Tulisan di buku harian itu membuat aku sedikit penasaran untuk membuka di balik buku ada sebuah foto hitam putih yang aku tidak menyangka sama sekali itulah pentas sebuah pertunjukan yang membuat kala itu nenek berkesan.
"Namun semua harus menerima apa  yang terjadi tentang ambisi, keyakinan dan bagaimana  bisa berdikari karena menumbuhkan semangat dan keyakinan itu berat rasanya dan aku tahu, sebuah prinsip tidak mudah dilepas begitu saja dengan imbalan cinta atau harta se gunung"

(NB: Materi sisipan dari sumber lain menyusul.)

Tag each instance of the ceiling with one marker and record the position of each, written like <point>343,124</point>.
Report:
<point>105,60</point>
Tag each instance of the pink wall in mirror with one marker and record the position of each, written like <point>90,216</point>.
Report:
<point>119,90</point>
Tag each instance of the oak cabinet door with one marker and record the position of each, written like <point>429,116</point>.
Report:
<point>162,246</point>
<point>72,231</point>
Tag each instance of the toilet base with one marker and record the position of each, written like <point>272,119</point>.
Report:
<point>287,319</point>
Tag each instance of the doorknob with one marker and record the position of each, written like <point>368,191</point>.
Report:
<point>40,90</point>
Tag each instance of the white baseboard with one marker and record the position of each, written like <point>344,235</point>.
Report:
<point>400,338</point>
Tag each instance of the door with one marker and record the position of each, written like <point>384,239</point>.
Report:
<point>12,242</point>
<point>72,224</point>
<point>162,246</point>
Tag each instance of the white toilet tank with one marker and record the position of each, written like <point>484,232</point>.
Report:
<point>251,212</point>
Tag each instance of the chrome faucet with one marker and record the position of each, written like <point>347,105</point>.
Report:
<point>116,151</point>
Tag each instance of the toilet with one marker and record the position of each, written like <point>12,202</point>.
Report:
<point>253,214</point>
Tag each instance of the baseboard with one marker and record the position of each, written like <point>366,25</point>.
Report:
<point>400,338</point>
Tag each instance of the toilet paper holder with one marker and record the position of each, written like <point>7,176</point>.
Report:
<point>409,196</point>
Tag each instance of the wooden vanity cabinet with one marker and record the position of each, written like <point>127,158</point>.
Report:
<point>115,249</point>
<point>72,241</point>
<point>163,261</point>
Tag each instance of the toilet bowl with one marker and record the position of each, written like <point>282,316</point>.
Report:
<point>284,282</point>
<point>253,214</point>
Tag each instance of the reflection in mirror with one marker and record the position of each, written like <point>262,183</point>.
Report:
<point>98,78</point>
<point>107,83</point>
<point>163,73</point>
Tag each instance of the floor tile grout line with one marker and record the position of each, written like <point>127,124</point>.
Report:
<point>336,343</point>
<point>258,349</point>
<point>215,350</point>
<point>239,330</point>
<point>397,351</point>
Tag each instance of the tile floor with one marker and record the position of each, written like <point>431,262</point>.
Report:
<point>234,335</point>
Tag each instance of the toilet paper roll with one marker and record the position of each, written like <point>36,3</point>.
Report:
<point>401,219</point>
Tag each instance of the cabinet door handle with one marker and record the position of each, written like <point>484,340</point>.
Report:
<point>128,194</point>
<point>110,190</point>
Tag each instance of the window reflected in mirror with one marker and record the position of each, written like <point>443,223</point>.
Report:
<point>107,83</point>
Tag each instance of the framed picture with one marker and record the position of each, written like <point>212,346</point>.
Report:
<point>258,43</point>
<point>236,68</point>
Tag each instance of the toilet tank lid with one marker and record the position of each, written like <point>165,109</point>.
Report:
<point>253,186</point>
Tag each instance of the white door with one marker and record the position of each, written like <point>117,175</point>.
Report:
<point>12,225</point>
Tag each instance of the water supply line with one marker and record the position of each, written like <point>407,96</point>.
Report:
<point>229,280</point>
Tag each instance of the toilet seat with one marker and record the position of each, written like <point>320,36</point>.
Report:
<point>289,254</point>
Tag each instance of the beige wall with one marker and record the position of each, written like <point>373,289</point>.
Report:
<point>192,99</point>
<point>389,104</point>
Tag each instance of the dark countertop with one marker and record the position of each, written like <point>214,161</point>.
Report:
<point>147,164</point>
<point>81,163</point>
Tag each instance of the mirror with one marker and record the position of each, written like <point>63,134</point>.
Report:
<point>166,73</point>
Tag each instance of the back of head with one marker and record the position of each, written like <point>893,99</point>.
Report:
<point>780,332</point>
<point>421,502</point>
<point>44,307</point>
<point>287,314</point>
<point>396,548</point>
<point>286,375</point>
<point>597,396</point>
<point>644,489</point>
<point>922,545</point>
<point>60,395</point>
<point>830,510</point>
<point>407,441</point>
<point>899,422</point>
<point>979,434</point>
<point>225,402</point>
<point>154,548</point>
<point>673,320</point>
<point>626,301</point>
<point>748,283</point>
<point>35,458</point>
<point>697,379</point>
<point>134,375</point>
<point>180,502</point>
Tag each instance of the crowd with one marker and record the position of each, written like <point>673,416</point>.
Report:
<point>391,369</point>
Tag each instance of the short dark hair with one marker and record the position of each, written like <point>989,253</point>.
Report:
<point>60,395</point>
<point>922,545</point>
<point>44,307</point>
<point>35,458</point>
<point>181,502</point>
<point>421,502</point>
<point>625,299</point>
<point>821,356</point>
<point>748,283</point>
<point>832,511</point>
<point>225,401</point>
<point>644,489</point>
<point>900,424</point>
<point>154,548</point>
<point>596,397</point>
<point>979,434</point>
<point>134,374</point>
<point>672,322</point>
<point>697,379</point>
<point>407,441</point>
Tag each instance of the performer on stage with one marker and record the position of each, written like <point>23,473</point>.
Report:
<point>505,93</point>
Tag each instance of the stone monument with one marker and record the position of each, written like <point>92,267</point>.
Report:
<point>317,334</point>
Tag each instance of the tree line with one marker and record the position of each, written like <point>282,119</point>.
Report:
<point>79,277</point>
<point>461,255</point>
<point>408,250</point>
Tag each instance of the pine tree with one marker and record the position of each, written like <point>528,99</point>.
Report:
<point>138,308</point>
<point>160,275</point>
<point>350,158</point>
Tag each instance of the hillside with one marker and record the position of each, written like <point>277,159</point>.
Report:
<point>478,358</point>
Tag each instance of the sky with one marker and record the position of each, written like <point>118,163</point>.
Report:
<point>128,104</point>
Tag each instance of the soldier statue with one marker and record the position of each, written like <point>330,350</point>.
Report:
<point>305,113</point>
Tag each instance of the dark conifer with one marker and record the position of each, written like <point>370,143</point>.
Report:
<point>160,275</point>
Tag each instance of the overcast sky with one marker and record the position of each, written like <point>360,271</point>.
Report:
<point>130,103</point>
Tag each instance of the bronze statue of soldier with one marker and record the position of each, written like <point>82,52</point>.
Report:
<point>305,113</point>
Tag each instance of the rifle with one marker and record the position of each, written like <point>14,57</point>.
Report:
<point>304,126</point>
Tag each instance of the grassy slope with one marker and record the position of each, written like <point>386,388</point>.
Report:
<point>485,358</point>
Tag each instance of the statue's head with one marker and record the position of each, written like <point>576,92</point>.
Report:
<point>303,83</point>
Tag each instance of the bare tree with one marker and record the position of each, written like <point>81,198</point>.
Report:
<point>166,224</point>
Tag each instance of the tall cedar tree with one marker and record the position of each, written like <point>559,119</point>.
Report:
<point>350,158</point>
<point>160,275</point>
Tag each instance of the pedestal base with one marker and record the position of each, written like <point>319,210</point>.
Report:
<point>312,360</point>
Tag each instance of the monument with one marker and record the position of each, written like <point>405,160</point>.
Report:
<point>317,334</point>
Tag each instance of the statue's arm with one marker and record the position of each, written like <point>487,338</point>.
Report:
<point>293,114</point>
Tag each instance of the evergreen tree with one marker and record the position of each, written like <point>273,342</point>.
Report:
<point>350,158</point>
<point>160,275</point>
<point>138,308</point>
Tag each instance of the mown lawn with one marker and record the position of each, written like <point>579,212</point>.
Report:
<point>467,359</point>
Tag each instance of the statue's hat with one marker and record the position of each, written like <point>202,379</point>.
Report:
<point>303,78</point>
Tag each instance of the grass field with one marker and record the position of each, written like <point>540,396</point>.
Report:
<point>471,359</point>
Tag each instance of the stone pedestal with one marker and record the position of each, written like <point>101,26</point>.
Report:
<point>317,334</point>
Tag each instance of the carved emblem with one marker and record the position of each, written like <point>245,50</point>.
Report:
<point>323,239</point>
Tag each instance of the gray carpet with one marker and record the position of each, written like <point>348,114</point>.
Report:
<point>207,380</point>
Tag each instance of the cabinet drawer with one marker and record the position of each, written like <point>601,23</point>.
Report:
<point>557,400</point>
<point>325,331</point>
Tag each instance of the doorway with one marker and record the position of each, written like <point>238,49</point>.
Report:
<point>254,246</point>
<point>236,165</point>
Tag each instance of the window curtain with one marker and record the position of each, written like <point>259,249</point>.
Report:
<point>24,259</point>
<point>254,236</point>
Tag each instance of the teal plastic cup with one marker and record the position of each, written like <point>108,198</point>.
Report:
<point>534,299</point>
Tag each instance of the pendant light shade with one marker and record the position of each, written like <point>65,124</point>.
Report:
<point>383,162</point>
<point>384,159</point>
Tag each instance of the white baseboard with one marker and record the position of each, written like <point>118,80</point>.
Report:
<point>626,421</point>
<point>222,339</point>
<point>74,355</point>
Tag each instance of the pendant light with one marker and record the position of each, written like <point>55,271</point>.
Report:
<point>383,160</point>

Mas Bagus dan Safitri bertemu di bangku kuliah ASRI yang secara tidak terduga cinta pada pandangan pertama membekas dalam hati keduanya walau kala itu semangat patriarki dan persaudaraan masih kental, bila ada anak gadis  yang berumur sekitar lima belasan tahun sudah  kejar-kejar oleh keluarganya untuk menikah di kala tahun 1960 an kala itu masih wajar dan dibenarkan oleh undang-undang perkawinan kala itu.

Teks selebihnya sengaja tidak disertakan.